ML Security PapersRIPRAG: Hack a Black-box Retrieval-Augmented Generation Question-Answering System with Reinforcement Learning
Meng Xi , Sihan Lv , Yechen Jin , Guanjie Cheng , Naibo Wang , Ying Li , Jianwei Yin
Published on arXiv
2510.10008
Data Poisoning Attack
OWASP ML Top 10 — ML02
Prompt Injection
OWASP LLM Top 10 — LLM01
Key Finding
RIPRAG achieves an attack success rate improvement of up to 0.72 over baseline black-box methods, including against complex RAG systems with advanced defenses where white-box methods are inapplicable.
RIPRAG
Novel technique introduced
Retrieval-Augmented Generation (RAG) systems based on Large Language Models (LLMs) have become a core technology for tasks such as question-answering (QA) and content generation. RAG poisoning is an attack method to induce LLMs to generate the attacker's expected text by injecting poisoned documents into the database of RAG systems. Existing research can be broadly divided into two classes: white-box methods and black-box methods. White-box methods utilize gradient information to optimize poisoned documents, and black-box methods use a pre-trained LLM to generate them. However, existing white-box methods require knowledge of the RAG system's internal composition and implementation details, whereas black-box methods are unable to utilize interactive information. In this work, we propose the RIPRAG attack framework, an end-to-end attack pipeline that treats the target RAG system as a black box and leverages our proposed Reinforcement Learning from Black-box Feedback (RLBF) method to optimize the generation model for poisoned documents.

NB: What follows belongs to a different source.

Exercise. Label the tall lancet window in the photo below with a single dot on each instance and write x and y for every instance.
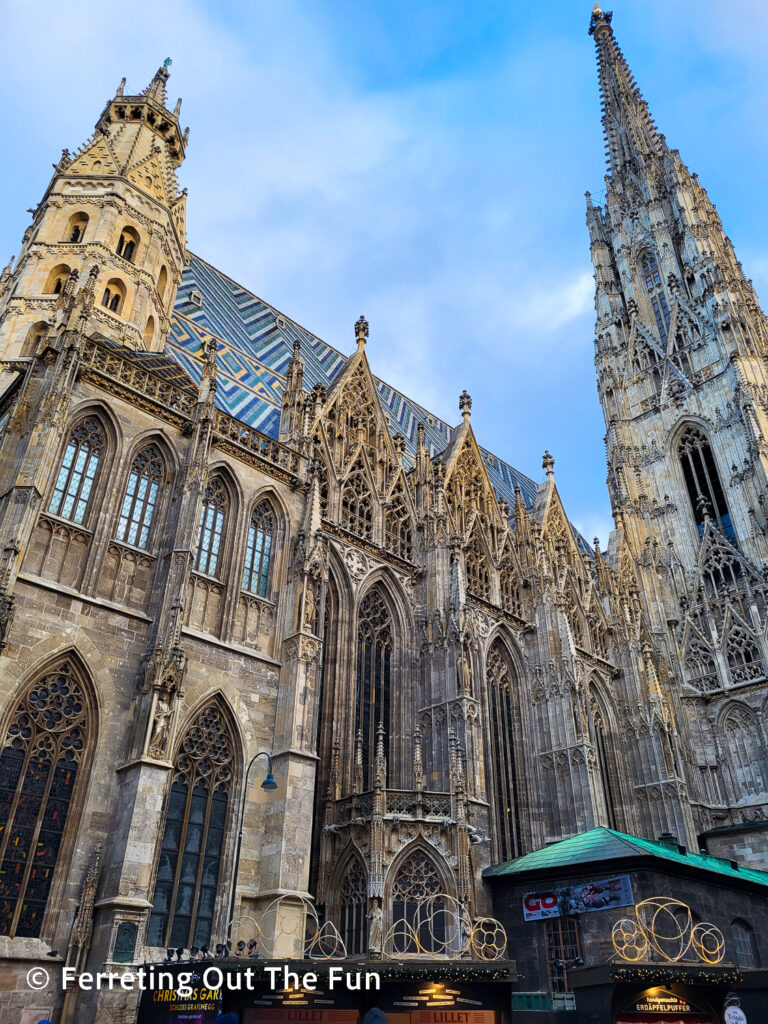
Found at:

We designed two kinds of rewards: similarity reward and attack reward. Experimental results demonstrate that this method can effectively execute poisoning attacks against most complex RAG systems, achieving an attack success rate (ASR) improvement of up to 0.72 compared to baseline methods. This highlights prevalent deficiencies in current defensive methods and provides critical insights for LLM security research.
Key Contributions
- RIPRAG: first RL-based end-to-end black-box attack framework for poisoning RAG systems, using only input-output queries to the target system.
- RLBF (Reinforcement Learning from Black-box Feedback): a novel RL paradigm with similarity and attack rewards to iteratively refine poisoned document generation without access to system internals.
- BRPO (Batch Relative Policy Optimization): a new policy optimization algorithm for stable and efficient adversarial text generation, with the first rigorous benchmark of attacks against RAG systems equipped with advanced targeted defenses.
🛡️ Threat Analysis
The core attack mechanism is injecting malicious documents into the RAG system's retrieval database — a form of data poisoning that corrupts the knowledge store the model relies on to generate responses.